Brexit has been blamed for a lot of things: queues at petrol stations, a shortage of truck drivers and missing menu items at chicken restaurant Nando's, to name a few.
Now, add one more.
Britain's 2020 exit from the European Union is facing fire for increasing carbon emissions from shipping ahead of a key global climate conference that has the UK as its host country.
The UK Trade and Business Commission, a cross-party grouping of members of parliament and business leaders who favour maintaining close trade ties with the EU, found that the loss of trade with the 27-nation bloc could increase annual CO2 annual emissions by 88%.
That amounts to 6.5m additional metric tonnes of the greenhouse gas per year, as a result of replacing trade with the EU to countries farther away.
"This would be a staggering increase in emissions — and one entirely driven by this government's ideological opposition to the European single market," said Green Party parliamentarian Caroline Lucas, who chair the session of the commission that yielded the report.
The commission, which was set up to push for a better trade deal with the EU, said the findings cast doubt on the government's commitments to tackle climate change.

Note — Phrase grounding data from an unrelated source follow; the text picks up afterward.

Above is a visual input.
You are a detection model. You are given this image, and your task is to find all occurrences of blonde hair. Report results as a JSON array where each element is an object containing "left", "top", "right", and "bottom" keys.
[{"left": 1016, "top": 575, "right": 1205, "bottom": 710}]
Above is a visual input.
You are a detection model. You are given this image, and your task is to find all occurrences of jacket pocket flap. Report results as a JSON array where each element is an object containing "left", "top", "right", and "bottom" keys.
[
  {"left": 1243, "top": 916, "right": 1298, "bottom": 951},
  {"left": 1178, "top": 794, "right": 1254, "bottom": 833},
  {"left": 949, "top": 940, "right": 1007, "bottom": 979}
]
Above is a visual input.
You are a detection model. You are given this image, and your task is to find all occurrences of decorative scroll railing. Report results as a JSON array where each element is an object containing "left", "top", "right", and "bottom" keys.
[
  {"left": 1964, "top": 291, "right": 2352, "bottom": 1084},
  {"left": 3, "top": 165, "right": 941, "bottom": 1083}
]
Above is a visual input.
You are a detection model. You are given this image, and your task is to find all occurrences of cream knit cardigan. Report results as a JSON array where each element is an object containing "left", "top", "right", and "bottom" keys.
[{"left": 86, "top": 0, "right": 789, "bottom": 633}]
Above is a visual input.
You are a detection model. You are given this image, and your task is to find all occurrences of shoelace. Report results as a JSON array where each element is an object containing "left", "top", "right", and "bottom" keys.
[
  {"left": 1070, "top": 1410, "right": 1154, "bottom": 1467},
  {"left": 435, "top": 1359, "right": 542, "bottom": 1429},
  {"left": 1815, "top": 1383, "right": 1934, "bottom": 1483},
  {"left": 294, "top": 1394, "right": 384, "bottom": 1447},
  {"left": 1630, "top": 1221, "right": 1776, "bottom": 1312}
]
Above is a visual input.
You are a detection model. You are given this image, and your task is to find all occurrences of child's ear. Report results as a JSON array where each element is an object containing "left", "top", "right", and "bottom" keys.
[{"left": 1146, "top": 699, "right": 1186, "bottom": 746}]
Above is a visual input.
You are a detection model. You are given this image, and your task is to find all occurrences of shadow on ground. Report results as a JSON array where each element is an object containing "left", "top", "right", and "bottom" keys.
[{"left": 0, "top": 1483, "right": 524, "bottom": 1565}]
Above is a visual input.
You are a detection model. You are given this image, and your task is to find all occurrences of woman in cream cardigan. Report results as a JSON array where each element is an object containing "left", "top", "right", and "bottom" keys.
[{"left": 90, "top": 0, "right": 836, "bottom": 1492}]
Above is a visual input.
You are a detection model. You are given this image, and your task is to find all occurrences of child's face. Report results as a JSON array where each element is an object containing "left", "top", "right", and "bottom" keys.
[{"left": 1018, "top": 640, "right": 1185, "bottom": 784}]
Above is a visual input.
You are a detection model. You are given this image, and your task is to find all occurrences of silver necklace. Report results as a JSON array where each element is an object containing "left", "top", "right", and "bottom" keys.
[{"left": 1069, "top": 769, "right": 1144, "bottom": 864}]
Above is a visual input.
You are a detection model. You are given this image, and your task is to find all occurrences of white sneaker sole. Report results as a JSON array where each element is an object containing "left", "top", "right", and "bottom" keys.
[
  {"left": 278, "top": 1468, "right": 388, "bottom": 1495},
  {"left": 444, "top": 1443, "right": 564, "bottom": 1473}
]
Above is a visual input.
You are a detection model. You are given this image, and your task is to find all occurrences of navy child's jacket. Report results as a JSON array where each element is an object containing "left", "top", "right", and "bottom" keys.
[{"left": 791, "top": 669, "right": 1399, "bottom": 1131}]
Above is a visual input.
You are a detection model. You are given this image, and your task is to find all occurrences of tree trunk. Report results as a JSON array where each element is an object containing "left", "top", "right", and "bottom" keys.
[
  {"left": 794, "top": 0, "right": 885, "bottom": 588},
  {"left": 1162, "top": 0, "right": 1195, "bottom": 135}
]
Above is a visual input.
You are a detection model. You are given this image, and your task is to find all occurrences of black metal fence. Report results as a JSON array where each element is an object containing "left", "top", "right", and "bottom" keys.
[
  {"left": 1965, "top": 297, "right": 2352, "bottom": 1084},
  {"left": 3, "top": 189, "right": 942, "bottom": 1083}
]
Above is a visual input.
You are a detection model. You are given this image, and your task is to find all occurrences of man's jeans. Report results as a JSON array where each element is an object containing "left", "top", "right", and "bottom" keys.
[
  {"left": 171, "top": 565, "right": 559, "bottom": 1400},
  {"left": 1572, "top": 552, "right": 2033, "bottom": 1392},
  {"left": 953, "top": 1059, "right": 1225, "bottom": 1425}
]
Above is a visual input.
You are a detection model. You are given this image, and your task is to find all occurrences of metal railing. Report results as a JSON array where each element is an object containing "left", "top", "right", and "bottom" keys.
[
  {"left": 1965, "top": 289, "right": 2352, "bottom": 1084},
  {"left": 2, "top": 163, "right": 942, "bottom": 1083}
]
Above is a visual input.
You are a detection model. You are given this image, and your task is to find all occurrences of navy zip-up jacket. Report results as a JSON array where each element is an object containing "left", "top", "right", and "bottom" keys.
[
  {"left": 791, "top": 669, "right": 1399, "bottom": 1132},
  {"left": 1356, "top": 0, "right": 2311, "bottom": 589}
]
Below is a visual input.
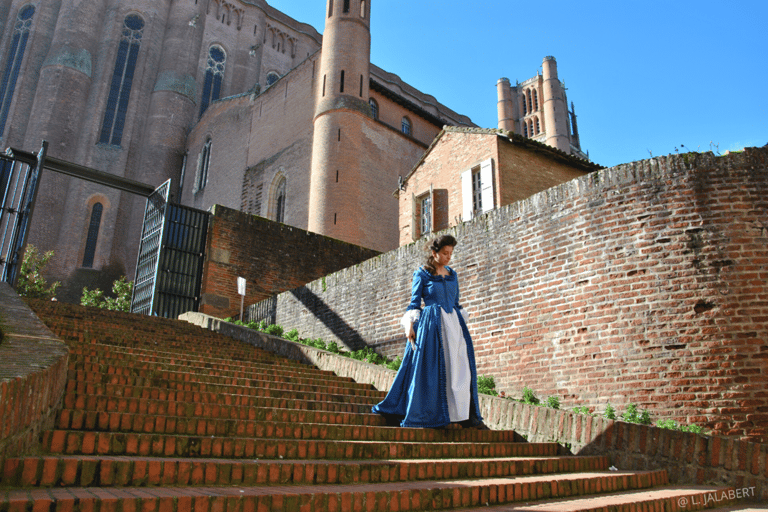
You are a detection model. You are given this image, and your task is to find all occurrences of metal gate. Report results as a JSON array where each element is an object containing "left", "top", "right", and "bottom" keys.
[
  {"left": 0, "top": 142, "right": 46, "bottom": 286},
  {"left": 130, "top": 180, "right": 209, "bottom": 318}
]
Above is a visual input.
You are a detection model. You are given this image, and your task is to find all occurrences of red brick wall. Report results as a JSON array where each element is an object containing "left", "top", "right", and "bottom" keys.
[
  {"left": 0, "top": 284, "right": 69, "bottom": 470},
  {"left": 252, "top": 147, "right": 768, "bottom": 441},
  {"left": 198, "top": 205, "right": 380, "bottom": 319},
  {"left": 398, "top": 129, "right": 594, "bottom": 245}
]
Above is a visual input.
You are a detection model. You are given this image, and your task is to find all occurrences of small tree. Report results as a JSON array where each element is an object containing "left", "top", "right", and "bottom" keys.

The group based its estimate on the 22.1% drop in trade of goods between the UK and EU during the first quarter of this year compared to the same period of 2018. Trade between the UK and other nations dipped only 0.8% during the period.
The added carbon footprint related to Brexit is equivalent to about 44,000 flights between London and New York per year, the commission said.
Glasgow calling
The report comes just two days before the UK hosts the COP26 climate conference in Glasgow, and weeks before the International Maritime Organization is poised to discuss its next steps in reducing shipping's carbon output at a key committee meeting in November.
TradeWinds has contacted the UK government for a response to the report.
"The UK's climate change and environment policies are some of the most ambitious in the world, reflecting our commitment as the first major economy to pass new laws for net zero emissions by 2050," a government spokesman told The Independent, a UK newspaper.
"Our independent trade policy takes a bold, comprehensive approach to environmental issues and we continue to work with our partners to tackle climate change — including at Cop26 next month."
The commission, however, pointed to statements by Brexit advocates, of which Prime Minister Boris Johnson was a leading voice, promoting the idea that the UK would benefit from more trade with the wider world.
"The farther you need to move goods, other things being equal, the more emissions you create and so increasing our carbon footprint is pretty much baked into increasing trade with countries like Australia and the US over countries in Europe," Professor Paul Ekins, director of the University College London's UCL Institute for Sustainable Resources, said in a statement released by the commission.
"To avoid this outcome, the government should look at ways to improve trading arrangements with EU nations."